State Rep. Matthew Bierlein today opposed advancing plans that rush through misguided reforms without consideration for fair, effective and efficient elections processes.
The legislation, House Bills 4695-4702, are being billed as an implementation of Proposal 2 – which Michigan voters approved during the November 2022 election. But some bills go beyond the scope of that initiative, such as allowing for more than nine days of early voting within some municipalities and counties when Proposal 2 only required nine days.
The plans also change absent voter ballot registration parameters, water down signature verification requirements that help curtail fraud and eliminate other security measures.
“People have been loud and clear – they want an elections process that is secure and trustworthy,” said Bierlein, of Vassar. “Getting rid of key safeguards that help deliver secure elections takes us in the wrong direction and will only cause more people to lose faith in how elections are run going forward. I remain committed to fighting for an elections process in our state that is effective and efficient for voters and people who oversee them.”

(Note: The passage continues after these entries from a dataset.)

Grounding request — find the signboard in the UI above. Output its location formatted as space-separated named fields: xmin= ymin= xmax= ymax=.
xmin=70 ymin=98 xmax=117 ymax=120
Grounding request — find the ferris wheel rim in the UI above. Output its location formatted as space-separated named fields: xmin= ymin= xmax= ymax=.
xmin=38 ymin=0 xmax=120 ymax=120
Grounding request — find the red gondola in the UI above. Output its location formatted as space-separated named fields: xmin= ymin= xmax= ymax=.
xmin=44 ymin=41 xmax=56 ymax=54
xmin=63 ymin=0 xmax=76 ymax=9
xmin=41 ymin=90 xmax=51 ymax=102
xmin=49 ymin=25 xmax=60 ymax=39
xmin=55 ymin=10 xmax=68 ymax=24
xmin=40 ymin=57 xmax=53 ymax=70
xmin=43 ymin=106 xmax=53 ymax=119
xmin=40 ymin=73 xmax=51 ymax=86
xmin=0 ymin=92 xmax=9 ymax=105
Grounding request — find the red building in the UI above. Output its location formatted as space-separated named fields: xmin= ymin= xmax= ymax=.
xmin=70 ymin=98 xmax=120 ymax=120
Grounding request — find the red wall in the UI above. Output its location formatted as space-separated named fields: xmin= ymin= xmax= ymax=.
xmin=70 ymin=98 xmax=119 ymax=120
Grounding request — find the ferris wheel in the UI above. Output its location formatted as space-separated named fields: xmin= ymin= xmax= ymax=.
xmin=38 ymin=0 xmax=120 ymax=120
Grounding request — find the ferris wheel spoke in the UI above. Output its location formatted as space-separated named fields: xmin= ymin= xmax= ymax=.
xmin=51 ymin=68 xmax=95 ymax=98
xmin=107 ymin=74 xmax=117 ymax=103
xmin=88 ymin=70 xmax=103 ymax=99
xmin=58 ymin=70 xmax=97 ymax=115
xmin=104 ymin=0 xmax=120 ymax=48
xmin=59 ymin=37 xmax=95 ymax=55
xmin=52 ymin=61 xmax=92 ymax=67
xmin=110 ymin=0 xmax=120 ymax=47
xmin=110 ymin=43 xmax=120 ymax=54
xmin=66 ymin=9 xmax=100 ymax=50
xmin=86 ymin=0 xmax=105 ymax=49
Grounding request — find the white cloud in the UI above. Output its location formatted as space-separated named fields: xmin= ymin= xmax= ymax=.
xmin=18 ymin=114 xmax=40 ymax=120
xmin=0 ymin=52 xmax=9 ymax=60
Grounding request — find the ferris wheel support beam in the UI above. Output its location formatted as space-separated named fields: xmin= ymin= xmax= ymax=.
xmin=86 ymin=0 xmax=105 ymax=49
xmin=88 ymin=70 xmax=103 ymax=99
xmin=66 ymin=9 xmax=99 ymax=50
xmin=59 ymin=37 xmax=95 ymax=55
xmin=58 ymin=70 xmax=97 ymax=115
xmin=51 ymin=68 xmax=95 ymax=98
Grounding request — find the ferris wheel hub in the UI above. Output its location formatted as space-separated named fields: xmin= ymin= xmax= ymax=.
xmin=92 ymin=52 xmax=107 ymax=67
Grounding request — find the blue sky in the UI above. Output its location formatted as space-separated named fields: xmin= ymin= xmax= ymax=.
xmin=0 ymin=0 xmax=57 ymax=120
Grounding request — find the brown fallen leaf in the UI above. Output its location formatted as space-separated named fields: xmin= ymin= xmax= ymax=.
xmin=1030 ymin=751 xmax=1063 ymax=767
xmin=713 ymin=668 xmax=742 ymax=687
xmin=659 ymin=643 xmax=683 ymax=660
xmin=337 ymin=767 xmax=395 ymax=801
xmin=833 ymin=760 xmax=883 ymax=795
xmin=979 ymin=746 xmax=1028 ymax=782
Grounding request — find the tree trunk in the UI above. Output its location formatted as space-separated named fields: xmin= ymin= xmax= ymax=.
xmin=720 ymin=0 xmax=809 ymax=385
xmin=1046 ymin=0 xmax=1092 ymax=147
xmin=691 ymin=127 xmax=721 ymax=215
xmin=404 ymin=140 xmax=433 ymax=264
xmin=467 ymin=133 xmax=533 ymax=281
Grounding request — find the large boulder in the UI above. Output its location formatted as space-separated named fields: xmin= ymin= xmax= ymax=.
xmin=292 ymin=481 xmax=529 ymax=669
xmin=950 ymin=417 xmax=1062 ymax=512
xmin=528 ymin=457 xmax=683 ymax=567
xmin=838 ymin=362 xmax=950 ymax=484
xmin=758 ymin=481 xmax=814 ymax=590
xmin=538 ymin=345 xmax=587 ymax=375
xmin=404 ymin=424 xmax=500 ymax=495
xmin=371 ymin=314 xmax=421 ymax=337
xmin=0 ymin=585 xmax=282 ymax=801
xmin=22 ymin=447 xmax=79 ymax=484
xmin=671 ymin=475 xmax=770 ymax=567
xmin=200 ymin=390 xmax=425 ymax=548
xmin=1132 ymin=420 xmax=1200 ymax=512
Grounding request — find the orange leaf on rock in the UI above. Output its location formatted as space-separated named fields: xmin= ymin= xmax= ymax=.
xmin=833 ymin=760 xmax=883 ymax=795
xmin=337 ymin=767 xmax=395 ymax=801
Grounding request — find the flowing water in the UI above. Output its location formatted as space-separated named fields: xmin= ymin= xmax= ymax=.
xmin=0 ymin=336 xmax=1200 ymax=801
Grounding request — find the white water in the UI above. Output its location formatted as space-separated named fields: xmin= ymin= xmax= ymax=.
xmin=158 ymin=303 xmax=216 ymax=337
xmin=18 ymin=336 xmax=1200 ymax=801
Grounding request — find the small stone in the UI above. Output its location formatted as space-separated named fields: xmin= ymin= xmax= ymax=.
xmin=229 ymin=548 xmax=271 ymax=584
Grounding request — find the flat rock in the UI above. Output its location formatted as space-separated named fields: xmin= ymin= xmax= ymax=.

House Bills 4695-4702 would undermine election integrity in Michigan through:
- Unequal voting access: The Democrat bills would authorize state and local officials to send unsolicited absentee applications to the voters of their choice — enabling partisan actors to prioritize their own supporters. The bills would also let clerks unequally extend early voting beyond the nine days required under the Constitution — creating further disparities in voting access.
- Weakened election security: The Democrat plan would change a bipartisan law that requires security camera monitoring of absentee ballot drop boxes. The change means drop boxes in some areas may no longer be monitored. The bills would also decrease signature verification standards and make it more difficult to reject fraudulent ballots.
- Post-election voting: The bills would allow people to register to vote and cast a ballot even after polls close on election day. The proposal comes on top of a law passed earlier this year to count overseas ballots received after election day even without a postmark verifying that the ballot was submitted on time.
The plans now move to the Senate for consideration.